Côté di Falco, l’ancien évêque n’a pas fait appel de la décision, selon les informations communiquées par ses avocats. Interrogé par Ouest France, Me Jean-Yves Le Borgne, son conseil, a simplement indiqué que « son client prend acte de la décision et assume les conséquences financières de ses actes ». Aucune réaction publique de Jean-Michel di Falco n’a été rapportée à ce stade.

Et maintenant ?

La condamnation de Jean-Michel di Falco ouvre la voie à d’autres procédures civiles similaires. Plusieurs victimes de prêtres ou d’évêques, dont les faits sont prescrits, pourraient désormais se tourner vers les tribunaux civils pour obtenir réparation. Les associations de victimes appellent à une réforme législative pour faciliter ces recours, notamment en permettant aux juges de se fonder sur des présomptions graves, précises et concordantes, comme le prévoit déjà le droit pénal pour les crimes imprescriptibles.
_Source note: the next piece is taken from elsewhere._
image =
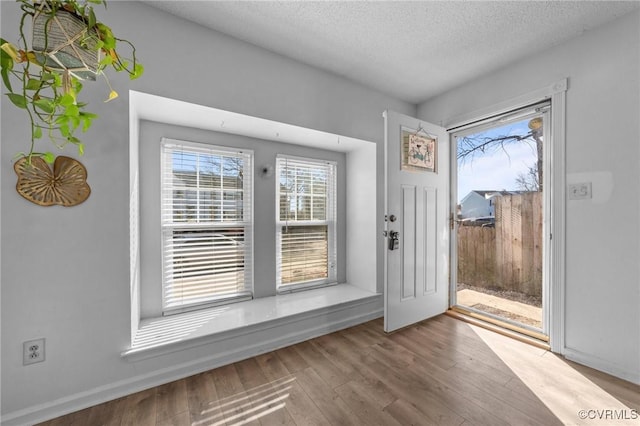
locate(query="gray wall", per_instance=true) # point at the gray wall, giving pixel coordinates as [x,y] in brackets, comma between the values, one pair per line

Côté Église, la question de la responsabilité institutionnelle reste entière. Si le FIVASE continue de fonctionner, certains observateurs estiment que l’institution pourrait être contrainte, à terme, de reconnaître une forme de complicité collective dans la gestion des affaires de pédocriminalité. Une hypothèse que la CEF a toujours rejetée jusqu’à présent.

Cette affaire rappelle également que les victimes de violences sexuelles dans l’Église, même après des décennies, peuvent encore obtenir justice – à défaut de répression pénale. Reste à savoir si cette condamnation civile fera jurisprudence et encouragera d’autres victimes à briser le silence.

Les faits qui lui sont reprochés remontent aux années 1970, soit près de cinquante ans. En France, le délai de prescription pour les crimes sexuels sur mineurs est de 20 ans après la majorité de la victime, ce qui rend toute poursuite pénale impossible aujourd’hui. La condamnation à 160 000 euros d’indemnisation intervient donc dans le cadre d’une procédure civile, où la preuve de la responsabilité peut être établie sur la base de présomptions.

Le Fonds d’Indemnisation des Victimes d’Agressions Sexuelles dans l’Église (FIVASE) a été créé en 2022 par la Conférence des évêques de France. Il permet aux victimes de violences sexuelles commises au sein de l’Église de recevoir une indemnisation sans passer par un procès. En 2025, près de 1 200 demandes avaient été déposées, aboutissant à 800 indemnisations pour un montant moyen de 30 000 euros par victime. Cependant, ce fonds ne reconnaît pas la responsabilité pénale de l’Église et ne permet pas aux victimes de demander réparation devant un tribunal civil.